= Festival of Santa Esterica =

Variant of Purim practiced in Latin America

The Festival of Santa Esterica is a holiday that was created as a substitute for Purim by the Anusim (also known as "conversos", Sephardi Jews forced to convert to Catholicism) after their expulsion from Spain in the late 15th century. It is still celebrated today in Latin America and the Southwestern United States.

==Name==
The festival was themed about a fictional “Catholic” saint called "Esterica" who was heavily based upon Queen Esther. During the festival the New Christian women fasted for 3 days as Esther herself, her uncle Mordechai and the Jews of Persia did in the Book of Esther prior to her meeting with King Achashverosh.

==Historical overview==
Although it was dangerous for the conversos to celebrate this festival due to its Jewish elements, as the Inquisition demanded no traits of their former religion be preserved, there are documents from Mexico that confirm the Festival of Esterica was held in Mexico as well.

The conversos who wanted to maintain their identity as Jews had fled to Portugal, yet they had to face another religiously-based persecution of Jews and Muslims by Manuel I of Portugal and expulsion in 1497; this was what brought them and their festival to the New World.

==Customs==
According to historian Janet Liebman Jacobs, converso women used to light candles and cook a kosher banquet with their daughters – which helped passing out knowledge of the traditional Jewish cuisine to the next generations. (Note: “Women, Ritual, and Secrecy: The Creation of the Crypto-Jewish Culture,” Janet Liebman Jacobs)

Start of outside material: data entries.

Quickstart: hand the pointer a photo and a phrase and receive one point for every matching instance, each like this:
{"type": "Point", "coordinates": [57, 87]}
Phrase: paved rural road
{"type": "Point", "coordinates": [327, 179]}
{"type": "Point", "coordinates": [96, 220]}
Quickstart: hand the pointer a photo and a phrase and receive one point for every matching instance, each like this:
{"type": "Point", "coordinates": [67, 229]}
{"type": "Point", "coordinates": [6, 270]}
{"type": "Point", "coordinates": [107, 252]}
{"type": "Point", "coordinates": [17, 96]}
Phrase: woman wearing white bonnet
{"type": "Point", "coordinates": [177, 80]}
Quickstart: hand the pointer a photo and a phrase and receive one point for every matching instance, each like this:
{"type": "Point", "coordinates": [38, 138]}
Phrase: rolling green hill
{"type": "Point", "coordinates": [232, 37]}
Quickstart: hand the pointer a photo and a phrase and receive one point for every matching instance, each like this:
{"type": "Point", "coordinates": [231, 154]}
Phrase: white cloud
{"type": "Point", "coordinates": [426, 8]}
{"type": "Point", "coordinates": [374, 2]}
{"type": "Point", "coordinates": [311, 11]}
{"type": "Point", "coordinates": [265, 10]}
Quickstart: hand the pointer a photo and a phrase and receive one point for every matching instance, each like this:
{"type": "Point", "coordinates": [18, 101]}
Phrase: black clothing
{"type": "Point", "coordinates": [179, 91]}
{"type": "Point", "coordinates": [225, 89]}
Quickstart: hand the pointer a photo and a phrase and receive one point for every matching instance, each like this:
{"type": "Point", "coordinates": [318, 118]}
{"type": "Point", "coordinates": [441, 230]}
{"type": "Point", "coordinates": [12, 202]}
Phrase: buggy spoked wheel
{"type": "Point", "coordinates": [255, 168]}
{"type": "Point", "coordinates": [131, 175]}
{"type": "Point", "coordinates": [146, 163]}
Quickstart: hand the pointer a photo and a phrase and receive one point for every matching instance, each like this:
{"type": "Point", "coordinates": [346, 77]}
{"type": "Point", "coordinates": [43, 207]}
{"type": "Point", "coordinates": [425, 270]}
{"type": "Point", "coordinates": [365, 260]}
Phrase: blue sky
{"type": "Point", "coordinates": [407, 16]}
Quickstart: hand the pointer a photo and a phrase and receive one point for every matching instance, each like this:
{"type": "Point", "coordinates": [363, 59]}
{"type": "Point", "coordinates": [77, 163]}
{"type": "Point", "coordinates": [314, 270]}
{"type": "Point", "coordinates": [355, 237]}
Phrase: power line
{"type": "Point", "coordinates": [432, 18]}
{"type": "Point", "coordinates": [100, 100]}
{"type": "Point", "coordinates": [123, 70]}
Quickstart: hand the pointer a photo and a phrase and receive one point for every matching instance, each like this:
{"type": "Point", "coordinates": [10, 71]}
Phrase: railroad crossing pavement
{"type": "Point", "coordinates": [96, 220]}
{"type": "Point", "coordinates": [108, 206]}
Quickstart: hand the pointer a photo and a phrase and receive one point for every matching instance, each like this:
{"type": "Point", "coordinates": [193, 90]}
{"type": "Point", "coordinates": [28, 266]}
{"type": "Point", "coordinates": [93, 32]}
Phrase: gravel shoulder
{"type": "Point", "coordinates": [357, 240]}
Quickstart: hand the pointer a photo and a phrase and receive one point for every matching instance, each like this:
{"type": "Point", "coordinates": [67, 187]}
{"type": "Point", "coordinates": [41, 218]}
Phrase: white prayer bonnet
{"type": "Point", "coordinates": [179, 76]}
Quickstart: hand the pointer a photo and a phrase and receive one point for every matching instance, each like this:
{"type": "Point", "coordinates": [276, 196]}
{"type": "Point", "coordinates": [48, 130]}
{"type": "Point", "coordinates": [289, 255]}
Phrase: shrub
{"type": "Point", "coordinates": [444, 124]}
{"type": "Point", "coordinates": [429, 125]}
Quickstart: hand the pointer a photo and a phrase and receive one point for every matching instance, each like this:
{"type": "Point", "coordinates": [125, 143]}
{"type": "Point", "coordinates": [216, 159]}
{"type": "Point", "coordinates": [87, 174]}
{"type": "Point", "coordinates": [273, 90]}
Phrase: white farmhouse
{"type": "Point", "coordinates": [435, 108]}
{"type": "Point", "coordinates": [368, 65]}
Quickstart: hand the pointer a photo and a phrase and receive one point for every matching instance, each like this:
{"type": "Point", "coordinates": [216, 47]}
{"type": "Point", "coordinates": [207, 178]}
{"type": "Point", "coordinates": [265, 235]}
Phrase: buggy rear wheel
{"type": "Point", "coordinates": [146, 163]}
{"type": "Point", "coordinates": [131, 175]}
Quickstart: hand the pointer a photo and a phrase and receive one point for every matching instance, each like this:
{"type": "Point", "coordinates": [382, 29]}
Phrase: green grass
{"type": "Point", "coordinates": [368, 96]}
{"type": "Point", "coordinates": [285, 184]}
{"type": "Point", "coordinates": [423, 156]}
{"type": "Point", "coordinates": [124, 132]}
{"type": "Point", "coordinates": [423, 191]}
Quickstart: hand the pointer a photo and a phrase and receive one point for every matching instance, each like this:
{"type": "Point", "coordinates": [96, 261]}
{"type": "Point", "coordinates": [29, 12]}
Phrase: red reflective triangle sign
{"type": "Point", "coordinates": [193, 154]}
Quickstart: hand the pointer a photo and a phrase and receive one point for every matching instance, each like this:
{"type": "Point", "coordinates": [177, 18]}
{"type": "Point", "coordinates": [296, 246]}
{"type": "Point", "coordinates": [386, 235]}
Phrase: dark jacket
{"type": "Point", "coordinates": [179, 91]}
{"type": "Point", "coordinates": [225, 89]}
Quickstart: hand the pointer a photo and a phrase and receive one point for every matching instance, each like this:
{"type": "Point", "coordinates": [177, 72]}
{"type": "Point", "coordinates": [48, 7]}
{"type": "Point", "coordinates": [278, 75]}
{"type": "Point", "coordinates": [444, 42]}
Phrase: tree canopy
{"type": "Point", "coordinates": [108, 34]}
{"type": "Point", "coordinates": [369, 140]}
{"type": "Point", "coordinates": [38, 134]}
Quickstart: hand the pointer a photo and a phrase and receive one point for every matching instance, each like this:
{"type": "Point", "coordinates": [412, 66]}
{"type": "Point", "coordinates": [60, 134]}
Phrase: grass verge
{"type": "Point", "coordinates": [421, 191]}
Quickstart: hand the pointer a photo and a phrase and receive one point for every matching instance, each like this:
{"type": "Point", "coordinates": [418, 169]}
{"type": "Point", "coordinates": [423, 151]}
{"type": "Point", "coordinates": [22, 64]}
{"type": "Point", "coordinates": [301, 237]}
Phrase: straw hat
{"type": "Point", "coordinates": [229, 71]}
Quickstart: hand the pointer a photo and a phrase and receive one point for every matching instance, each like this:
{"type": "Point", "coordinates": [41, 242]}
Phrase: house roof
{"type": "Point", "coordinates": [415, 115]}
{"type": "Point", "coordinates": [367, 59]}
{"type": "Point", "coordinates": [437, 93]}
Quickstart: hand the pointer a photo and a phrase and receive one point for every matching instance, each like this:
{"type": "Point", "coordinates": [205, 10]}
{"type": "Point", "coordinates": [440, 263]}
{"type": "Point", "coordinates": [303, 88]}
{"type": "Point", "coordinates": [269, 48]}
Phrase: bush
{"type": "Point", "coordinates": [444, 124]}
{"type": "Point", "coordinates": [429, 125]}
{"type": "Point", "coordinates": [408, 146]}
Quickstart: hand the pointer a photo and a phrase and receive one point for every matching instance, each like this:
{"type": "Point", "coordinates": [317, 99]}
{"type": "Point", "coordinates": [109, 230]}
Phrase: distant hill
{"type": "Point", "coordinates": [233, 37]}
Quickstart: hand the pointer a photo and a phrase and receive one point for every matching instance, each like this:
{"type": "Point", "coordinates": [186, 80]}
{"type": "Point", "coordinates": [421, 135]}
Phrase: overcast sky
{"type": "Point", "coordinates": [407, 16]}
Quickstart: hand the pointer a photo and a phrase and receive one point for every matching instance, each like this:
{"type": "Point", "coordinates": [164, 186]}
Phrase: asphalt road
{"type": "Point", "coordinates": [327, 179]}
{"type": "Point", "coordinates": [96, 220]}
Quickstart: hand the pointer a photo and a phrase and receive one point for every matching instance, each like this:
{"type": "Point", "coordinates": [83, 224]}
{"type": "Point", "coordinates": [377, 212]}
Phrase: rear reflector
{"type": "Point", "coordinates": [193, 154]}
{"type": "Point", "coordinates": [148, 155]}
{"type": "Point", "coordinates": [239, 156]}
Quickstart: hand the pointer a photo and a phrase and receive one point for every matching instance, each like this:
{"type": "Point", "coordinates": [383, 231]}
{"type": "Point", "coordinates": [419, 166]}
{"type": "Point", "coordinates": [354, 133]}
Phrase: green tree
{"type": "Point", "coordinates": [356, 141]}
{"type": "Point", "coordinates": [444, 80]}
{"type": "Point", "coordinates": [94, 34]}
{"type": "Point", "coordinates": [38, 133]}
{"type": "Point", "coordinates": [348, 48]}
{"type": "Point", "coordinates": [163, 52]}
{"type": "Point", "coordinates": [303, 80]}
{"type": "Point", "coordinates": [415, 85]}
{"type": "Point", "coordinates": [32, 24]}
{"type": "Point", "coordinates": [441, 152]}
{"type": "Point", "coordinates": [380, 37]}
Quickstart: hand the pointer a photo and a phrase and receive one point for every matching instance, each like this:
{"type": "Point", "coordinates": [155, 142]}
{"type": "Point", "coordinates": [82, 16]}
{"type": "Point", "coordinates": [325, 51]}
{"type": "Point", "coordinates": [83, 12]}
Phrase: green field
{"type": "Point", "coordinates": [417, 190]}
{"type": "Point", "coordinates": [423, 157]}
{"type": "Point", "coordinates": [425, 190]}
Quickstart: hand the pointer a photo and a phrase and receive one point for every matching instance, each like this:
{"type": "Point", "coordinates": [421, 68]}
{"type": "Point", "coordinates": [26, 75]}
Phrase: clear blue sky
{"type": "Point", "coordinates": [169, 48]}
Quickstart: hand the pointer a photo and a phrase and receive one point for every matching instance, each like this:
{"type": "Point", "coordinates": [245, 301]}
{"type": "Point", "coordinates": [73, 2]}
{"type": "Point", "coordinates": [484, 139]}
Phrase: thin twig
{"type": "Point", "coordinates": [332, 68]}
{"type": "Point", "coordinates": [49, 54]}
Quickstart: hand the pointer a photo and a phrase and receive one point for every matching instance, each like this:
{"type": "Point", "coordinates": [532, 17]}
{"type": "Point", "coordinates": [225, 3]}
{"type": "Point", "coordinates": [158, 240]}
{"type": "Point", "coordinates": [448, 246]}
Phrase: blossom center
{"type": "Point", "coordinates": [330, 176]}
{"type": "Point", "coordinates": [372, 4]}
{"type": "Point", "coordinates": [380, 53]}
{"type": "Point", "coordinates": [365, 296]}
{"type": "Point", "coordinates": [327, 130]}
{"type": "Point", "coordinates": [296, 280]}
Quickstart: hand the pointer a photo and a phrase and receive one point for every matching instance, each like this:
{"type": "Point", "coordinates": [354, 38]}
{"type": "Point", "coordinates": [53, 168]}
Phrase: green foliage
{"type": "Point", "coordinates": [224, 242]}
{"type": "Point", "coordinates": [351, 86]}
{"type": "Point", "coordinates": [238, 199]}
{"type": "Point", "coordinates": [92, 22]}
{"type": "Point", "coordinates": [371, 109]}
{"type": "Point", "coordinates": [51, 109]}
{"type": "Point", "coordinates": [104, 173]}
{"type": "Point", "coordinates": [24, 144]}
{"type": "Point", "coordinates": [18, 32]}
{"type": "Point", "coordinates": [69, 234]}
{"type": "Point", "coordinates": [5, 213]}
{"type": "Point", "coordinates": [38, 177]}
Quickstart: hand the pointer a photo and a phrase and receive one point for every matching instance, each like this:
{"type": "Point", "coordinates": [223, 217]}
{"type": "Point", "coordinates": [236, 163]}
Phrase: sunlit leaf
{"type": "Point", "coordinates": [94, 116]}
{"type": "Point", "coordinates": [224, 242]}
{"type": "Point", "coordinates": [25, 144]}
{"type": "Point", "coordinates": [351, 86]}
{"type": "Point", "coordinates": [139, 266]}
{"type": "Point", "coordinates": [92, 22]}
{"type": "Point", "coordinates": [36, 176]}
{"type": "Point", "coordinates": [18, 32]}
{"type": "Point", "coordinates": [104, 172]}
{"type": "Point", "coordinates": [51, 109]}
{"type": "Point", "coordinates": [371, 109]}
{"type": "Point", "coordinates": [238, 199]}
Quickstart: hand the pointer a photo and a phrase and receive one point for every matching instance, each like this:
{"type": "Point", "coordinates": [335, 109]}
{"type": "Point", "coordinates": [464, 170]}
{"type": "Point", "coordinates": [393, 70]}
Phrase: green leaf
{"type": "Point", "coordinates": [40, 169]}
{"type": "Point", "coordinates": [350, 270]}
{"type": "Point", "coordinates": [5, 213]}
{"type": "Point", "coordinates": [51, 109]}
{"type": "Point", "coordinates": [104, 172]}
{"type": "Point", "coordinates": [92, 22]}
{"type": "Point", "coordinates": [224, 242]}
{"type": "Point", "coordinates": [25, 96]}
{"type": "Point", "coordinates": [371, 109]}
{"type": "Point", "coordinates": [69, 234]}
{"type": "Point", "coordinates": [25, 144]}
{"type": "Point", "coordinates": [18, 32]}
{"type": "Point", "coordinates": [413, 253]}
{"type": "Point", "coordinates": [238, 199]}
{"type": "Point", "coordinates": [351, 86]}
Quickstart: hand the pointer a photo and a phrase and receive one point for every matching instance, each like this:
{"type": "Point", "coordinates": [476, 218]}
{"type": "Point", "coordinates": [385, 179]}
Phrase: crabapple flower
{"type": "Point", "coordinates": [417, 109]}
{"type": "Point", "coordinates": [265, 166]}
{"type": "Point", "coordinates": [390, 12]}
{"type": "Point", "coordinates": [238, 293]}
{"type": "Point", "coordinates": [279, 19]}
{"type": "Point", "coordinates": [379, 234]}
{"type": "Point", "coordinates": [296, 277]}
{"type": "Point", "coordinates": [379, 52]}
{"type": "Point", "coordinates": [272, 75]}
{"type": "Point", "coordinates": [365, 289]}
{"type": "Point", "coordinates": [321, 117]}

The public festival celebrations had become private events that were celebrated with the family indoors. The conversos had also started to honor Esther with iconographic art pieces they made in her image and held in their households.

Moshe Orfali claims in his book The Fast of Esther in the Lore of the Marranos that the conversos lived with the perpetual feeling of sin since they had to act like Christians towards the outside world while deep inside were Jewish, and that the fast helped them to feel as they were making up for their sin to God.

==Observance==
The popularity of the Festival of Santa Esterica had begun to decrease between the years 1964 and 1974, following the statements of James Peter Davis, the Archbishop of Santa Fe who studied the festival and had begun preaching to Hispanics who celebrated it that they were actually practicing a Jewish holiday based on Purim and that there was no such saint called Esterica. As a result, it is less common to find iconographic Esterica art pieces at Southwestern United States houses today than until the 20th century.

According to The Book of Esther in Modern Research by Leonard Greenspoon and Sidnie White Crawford, in the iconographic Esterica pieces that were common in the Americas the saint was depicted wearing a Crown on her head and holding a hanging rope. They interpret the motifs as signs of Judaism being grasped as something royal that comes with the risk of getting caught by the Christians and end the conversos' lives (The rope most probably represents the hanging of Haman, the king’s advisor that proposed the killing of Jewish people. The Jewish holiday of Purim celebrates the “switching of roles” - which is why you might see children in costumes on this holiday - one of the reasons being the hanging Haman planned for Mordechai, Queen Ester’s uncle, was ultimately his own execution) hanging.

In New Mexico, the art that decorated the conversos' houses with Santa Esterica were portrayed with red curtains that frame the icona.